With the cradle finally assembled, we saw that it would indeed move more rock, that neither of us had accounted for just how much rock it was capable of moving. The problem was that the cradle required constant rocking in order for the gold to be captured in the riffles while worthless sediment passed them by. For a day we tested different arrangements. First we had Errol rocking away while I attempted simultaneously to dig the pay dirt, scoop it into the hopper and pour river water over the sediment so that its finer particles might be strained through the canvas apron. Inevitably I would run out of either sediment or water and have to fetch some more, at which point the slurry would stop streaming and our momentum would be lost. The cradle, ingenious a device as it was, depended on a steadier rocking and pouring than we two alone could maintain.

Errol, seeing the imperfection of our new method, became frequently agitated, and would often curse me, take the shovel from my hand and push me to the handle. Attempting to man both the shovel and the bucket on his own, Errol would see quickly what I saw: our operation was a man short.

“This won’t do,” he said finally. “We’re just rinsing the soil.”

I nodded.

“We need more hands,” he said.

I might have made that observation twelve long and fruitless hours earlier, were I not sure he would smash up all our hard work in a fit. “What about the Chinamen?” I said.

Errol shook his head. “I won’t split with them.”

“And what’s our choice? Split nothing fifty-fifty. Fifty-fifty salt pork and gruel? Fifty-fifty sleeping on the ground?” I cast my shovel to the ground. Now I was agitated, and from the corner of my eye I saw the elder Chinaman pause. “Do you know what we owe that Swede?”

Errol returned me the shovel. “You don’t become a man of society by keeping quarters with Orientals.”

VIII. THE FIRST COACH

When we rose in the morning the diggings were deserted.
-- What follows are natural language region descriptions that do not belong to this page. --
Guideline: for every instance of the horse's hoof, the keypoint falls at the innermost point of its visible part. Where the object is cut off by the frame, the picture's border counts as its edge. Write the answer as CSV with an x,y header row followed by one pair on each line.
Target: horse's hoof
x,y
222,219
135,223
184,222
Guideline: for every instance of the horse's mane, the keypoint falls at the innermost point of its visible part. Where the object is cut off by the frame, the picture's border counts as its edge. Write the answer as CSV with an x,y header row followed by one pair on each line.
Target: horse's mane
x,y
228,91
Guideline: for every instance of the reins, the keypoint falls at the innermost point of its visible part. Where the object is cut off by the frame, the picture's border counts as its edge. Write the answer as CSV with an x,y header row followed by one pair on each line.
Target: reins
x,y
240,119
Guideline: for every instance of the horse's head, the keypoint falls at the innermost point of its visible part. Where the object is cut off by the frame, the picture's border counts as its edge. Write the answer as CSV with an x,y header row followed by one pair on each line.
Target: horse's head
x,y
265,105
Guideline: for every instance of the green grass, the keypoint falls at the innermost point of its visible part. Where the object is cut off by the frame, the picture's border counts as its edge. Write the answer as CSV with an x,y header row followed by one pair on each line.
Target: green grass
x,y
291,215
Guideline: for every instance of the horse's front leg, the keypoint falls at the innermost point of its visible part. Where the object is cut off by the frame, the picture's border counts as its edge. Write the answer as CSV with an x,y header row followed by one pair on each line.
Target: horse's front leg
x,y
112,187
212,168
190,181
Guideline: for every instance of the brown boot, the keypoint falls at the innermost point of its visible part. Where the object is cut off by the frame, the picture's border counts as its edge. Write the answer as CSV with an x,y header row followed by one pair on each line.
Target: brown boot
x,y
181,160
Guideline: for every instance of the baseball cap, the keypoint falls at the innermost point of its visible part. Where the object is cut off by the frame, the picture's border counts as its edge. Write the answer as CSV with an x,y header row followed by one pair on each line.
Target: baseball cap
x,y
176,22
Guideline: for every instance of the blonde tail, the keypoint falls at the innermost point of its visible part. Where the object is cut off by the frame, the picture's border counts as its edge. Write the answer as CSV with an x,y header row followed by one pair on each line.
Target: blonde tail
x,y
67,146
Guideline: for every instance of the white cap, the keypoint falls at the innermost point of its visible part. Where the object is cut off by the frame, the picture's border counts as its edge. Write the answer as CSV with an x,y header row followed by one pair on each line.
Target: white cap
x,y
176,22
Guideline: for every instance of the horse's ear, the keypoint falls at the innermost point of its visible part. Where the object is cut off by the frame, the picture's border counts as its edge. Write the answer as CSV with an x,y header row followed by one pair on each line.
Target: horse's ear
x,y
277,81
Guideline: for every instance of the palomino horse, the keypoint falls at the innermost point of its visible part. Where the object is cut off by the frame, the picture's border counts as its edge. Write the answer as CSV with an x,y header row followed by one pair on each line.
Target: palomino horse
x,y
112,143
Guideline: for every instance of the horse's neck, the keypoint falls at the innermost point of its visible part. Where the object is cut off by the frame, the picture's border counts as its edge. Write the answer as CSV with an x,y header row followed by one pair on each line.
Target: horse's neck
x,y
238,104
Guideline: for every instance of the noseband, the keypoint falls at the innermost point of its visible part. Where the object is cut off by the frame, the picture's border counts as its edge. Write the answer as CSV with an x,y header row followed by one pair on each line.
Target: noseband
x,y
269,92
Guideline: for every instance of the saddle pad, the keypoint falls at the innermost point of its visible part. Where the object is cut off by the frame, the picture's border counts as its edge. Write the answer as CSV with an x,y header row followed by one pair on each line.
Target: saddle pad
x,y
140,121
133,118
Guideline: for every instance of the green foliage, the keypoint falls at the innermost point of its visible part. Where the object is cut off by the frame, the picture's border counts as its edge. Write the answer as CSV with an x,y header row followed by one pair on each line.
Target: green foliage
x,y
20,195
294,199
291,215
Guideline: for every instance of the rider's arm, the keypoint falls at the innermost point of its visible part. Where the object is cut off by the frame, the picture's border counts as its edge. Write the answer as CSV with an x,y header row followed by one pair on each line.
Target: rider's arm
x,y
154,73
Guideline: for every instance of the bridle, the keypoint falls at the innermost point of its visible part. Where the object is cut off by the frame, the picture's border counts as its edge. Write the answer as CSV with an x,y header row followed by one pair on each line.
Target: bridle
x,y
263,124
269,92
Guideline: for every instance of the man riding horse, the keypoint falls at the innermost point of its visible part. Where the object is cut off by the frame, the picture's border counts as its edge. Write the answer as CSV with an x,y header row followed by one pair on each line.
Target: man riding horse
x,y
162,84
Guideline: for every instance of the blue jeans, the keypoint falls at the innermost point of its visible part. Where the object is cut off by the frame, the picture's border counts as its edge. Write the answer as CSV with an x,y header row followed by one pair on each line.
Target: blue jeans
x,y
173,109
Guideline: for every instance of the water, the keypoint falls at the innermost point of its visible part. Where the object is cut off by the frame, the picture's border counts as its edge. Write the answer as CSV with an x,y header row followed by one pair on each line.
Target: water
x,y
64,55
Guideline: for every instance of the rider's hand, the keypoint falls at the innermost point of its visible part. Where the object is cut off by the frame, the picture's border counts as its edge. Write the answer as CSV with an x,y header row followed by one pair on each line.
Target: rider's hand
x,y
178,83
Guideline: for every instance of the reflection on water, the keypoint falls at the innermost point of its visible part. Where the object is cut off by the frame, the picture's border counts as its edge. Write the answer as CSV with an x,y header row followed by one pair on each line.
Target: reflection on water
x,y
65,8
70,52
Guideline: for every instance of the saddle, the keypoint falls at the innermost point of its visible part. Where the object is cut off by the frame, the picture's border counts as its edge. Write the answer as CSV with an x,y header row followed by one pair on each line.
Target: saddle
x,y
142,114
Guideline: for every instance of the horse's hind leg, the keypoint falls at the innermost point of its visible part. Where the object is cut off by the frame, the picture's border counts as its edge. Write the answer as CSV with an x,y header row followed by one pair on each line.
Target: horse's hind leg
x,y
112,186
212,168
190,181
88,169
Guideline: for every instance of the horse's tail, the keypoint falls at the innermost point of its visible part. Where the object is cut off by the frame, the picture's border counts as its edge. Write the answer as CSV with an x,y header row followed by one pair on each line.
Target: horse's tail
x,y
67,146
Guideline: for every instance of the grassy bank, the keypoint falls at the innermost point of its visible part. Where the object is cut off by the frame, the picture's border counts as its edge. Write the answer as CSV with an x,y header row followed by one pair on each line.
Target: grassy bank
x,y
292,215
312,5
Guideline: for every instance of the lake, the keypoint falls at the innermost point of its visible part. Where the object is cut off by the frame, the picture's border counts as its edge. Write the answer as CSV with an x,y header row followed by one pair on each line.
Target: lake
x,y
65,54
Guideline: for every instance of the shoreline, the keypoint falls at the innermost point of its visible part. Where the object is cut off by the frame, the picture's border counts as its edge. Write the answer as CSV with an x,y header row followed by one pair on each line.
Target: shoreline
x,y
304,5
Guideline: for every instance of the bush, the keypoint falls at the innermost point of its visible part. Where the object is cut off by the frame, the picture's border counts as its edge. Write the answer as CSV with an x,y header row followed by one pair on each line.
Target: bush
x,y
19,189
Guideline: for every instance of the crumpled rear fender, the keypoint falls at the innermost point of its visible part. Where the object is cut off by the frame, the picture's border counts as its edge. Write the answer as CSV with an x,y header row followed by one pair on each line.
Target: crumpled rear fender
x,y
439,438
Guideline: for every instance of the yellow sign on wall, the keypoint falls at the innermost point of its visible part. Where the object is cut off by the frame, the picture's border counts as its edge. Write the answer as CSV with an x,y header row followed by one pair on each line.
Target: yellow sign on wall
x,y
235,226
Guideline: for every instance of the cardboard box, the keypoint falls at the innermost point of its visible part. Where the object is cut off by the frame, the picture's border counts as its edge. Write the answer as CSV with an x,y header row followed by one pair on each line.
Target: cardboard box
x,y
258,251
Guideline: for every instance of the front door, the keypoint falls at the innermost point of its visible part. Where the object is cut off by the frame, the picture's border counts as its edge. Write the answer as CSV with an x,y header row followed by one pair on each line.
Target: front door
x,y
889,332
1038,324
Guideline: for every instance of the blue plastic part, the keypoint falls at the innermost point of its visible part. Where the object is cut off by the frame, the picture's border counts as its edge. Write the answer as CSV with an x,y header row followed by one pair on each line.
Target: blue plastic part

I trudged sleepily up and down the bank in my long johns. The place had gone a ghost town. Upriver each claim was abandoned, pans half sifted, the wooden handles of shovels jutting like masts from where their heads had been thrust into the soil. Downriver was the same, except for the Chinamen, who worked on, same as ever. I approached the father, aware that Errol was following.

“Where’s everyone gone?” I said. I pointed to the manless claims. “Where are they?” The Chinaman began to speak in the tong language, which I had never heard. The sound was bizarre and impenetrable.

Errol interrupted him. “Has there been a strike?” he said loudly.

The Chinaman pressed his lips together, then began to speak again, slowly. And again, the language was entirely incomprehensible.